Liu was in the position of Deputy Director of NTCH in 2013 when the question of “the purpose of a theatre in a society” arose in her mind. “I used to think that art is the most important thing in a theatre, [therefore it’s natural that we focus on hosting and producing programmes]. In reality, however, not everyone has the chance to enjoy a show in the theatre. Why, then, does NTCH get to use tax dollars from everyone to run the theatre?” Liu could not find an answer to this problem back then, and chose to quit the job.
In 2018, Liu returned to NTCH with new experiences, ideas, and determination, this time as the General and Artistic Director. During the New York 2014 ISPA Congress, she was inspired by a theatre consultant’s sharing on the concept of the “life cycle” of a theatre. “A theatre must go through three stages: survival, maintenance, and becoming inevitable,” explained Liu. “‘How can we become inevitable?’ That is the most important question a theatre must answer.” This revelation prompted Liu to start researching and taking action more actively in the direction of inclusiveness.

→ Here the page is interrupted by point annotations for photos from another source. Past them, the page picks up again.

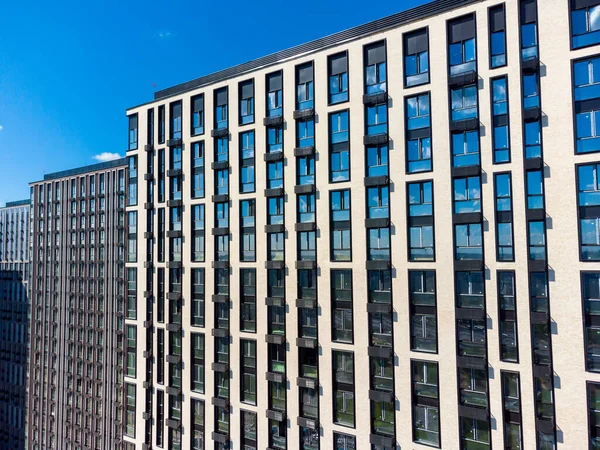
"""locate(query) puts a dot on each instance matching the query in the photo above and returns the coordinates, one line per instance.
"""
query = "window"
(585, 23)
(416, 58)
(341, 239)
(462, 52)
(198, 228)
(307, 246)
(594, 413)
(375, 68)
(246, 93)
(380, 286)
(420, 221)
(275, 94)
(511, 402)
(133, 131)
(339, 147)
(161, 176)
(131, 351)
(378, 244)
(132, 187)
(248, 357)
(500, 118)
(249, 430)
(150, 130)
(248, 230)
(275, 244)
(382, 417)
(509, 350)
(467, 195)
(376, 119)
(197, 115)
(160, 418)
(247, 162)
(474, 434)
(305, 170)
(423, 315)
(471, 338)
(341, 296)
(591, 308)
(221, 112)
(504, 227)
(465, 148)
(275, 211)
(304, 86)
(338, 77)
(198, 297)
(589, 221)
(131, 293)
(497, 29)
(464, 103)
(537, 240)
(343, 388)
(248, 300)
(175, 116)
(130, 410)
(198, 170)
(344, 442)
(305, 133)
(222, 182)
(469, 289)
(529, 48)
(468, 242)
(473, 387)
(197, 424)
(425, 394)
(274, 139)
(377, 160)
(221, 149)
(586, 74)
(198, 363)
(161, 124)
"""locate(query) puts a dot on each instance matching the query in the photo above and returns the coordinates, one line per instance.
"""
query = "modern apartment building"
(14, 323)
(386, 238)
(77, 297)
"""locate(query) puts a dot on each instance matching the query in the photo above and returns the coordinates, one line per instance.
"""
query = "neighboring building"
(388, 237)
(77, 298)
(14, 323)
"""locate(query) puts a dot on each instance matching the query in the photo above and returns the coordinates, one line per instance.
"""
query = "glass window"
(416, 58)
(467, 195)
(464, 103)
(341, 295)
(133, 132)
(497, 36)
(375, 68)
(377, 119)
(418, 112)
(465, 148)
(246, 95)
(197, 115)
(338, 77)
(175, 115)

“An artist once told me that ‘inclusiveness is not social welfare, it is human rights.’ People with different conditions and difficulties should be entitled to the same chance of enjoying arts as people without disabilities have. Inclusiveness should not be considered only as an afterthought when ‘we have enough to spare.’” stated Liu.

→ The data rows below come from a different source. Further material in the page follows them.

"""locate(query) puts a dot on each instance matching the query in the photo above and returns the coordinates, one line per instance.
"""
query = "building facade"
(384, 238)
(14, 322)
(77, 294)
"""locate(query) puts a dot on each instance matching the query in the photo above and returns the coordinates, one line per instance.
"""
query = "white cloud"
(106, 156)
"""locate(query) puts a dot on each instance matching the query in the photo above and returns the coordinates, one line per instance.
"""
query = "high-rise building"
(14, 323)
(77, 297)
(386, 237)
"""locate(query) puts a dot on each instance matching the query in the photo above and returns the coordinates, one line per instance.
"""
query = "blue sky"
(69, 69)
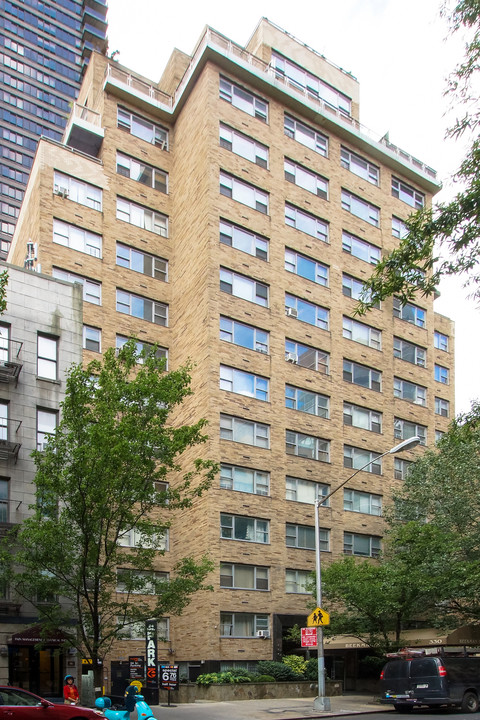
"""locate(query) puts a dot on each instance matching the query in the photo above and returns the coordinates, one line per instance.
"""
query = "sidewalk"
(284, 709)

In the beginning of the journey, she started by incorporating inclusiveness into the core value of NTCH and setting up a cross-departmental team. “Instead of assigning a special department to work on it, we decided to have a cross-departmental team so that everyone has to get involved, contribute ideas, propose plans, and be conscious of being inclusive in their daily operations,” explained Liu, “It’s everybody’s job.”
Over the years, NTCH has constantly been challenging itself to push for improvements on existing services and to develop new approaches. The team, comprising experts, consultants, artists, and frontline staff, asks itself questions regarding all aspects: “For example, our front of house is equipped with a lot of facilities, can we do the same for backstage areas? We have worked to improve our hardware, can we do something about software? Apart from serving the audience, can we provide services to artists in need too? We might know how to deal with visible difficulties, but how can we help with invisible difficulties?” Liu added that one of the first changes they made was just enlarging the font size and colours of printouts to make them more readable. “It doesn’t have to be a grand, revolutionary project. Pay attention to your audience’s needs, start small,” emphasised Liu, “and as these small changes succeed, you can gradually push for more challenging ones.”
Today, NTCH offers a variety of accessibility facilities and services to its audience, including discounted tickets for senior citizens and people with disabilities, audio description, real-time captioning, sign language interpretation, barrier-free guided tours, medical assistance, childcare service, easy-to-read booklets, and more.
Another highlight of NTCH is its relaxed performances, a term for shows adapted or designed for people who cannot stay in the theatre for too long or require a more relaxed environment when watching shows. During relaxed performances, people are free to step out any time and come in again; special props, gadgets, and medical assistance are also provided to help those in need feel more comfortable in the theatre.
Liu added that the journey to inclusiveness is never without resistance and challenges. From both the public and internally, she still receives questions like “Why are you still spending resources and time on this?” or “Can we stop now and go back to focusing on the programmes?”. “I make sure that our team understands that this is what NTCH will continuously work on for a long period of time, and we are not letting go of these values,” she said.